Last week saw the release of a pair of reports elucidating anew the racial bias that underlies America's response to illegal drug use. While rates of drug use are virtually identical across racial lines, African-Americans are arrested and incarcerated at a rate far outpacing the rest of the population. As detailed in the reports from the and , in 2006 two-thirds of those arrested for a drug violation were white and a third African-American, despite African-Americans comprising only 12.8 percent of the population and a comparable percentage of drug users.
Drug war apologists seek to explain away this gross racial injustice by claiming that police are merely focusing resources where violent crime and community complaints are most prevalent - namely, in inner-city African-American communities. If, the argument goes, a few extra African-American drug users wind up incarcerated due to this wholly sensible allocation of police resources, so be it. But this tired excuse no longer holds water, if it ever did, when police make more arrests for non-violent drug possession than any other crime.
In recently released figures you likely won't see law enforcement trumpeting on your local news, we've learned that our scarce public safety resources most often go toward ferreting out low-level drug offenders rather than murderers, rapists and other violent criminals. There were more arrests for drug abuse violations in 2006 (an estimated 1.9 million arrests, or 13.1 percent of the total number of arrests) than for any other offense. Furthermore, 82.5 percent of these arrests were for simple possession, and nearly half of these for marijuana.
When these numbers are taken into account along with drug use rates, the contention that the racial disparity in drug arrests is merely a byproduct of law enforcement's focus on violent crime or a reflection of African-Americans' greater appetite for drugs can be clearly seen for what it is: absurd.
When drug arrests, most for possession, have become law enforcement's most frequent function, and when these arrests are marked by patent racial disparity, they cannot be written-off as side effects of legitimate enforcement patterns.
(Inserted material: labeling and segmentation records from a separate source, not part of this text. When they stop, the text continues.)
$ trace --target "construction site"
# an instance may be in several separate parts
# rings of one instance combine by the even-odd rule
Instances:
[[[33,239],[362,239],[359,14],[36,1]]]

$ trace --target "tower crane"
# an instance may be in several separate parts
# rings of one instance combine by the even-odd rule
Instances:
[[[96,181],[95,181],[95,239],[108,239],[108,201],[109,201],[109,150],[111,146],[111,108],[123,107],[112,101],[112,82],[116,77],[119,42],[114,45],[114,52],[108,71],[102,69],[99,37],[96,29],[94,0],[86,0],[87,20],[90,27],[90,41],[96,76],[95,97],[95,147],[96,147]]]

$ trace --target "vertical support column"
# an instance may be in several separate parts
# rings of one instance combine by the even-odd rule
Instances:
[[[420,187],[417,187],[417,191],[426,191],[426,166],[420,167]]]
The bottom line is that prohibition of consensual activity, such as drug use, will always open the door to selective enforcement. These crimes, almost by definition, lack a complaining witness or victim, meaning that law enforcement must be granted significant discretion in selecting where and whom to investigate for such crimes. Unfortunately, in the case of drug law enforcement, selective targeting of the African-American community has been effectively institutionalized, as further evidenced by last week's reports.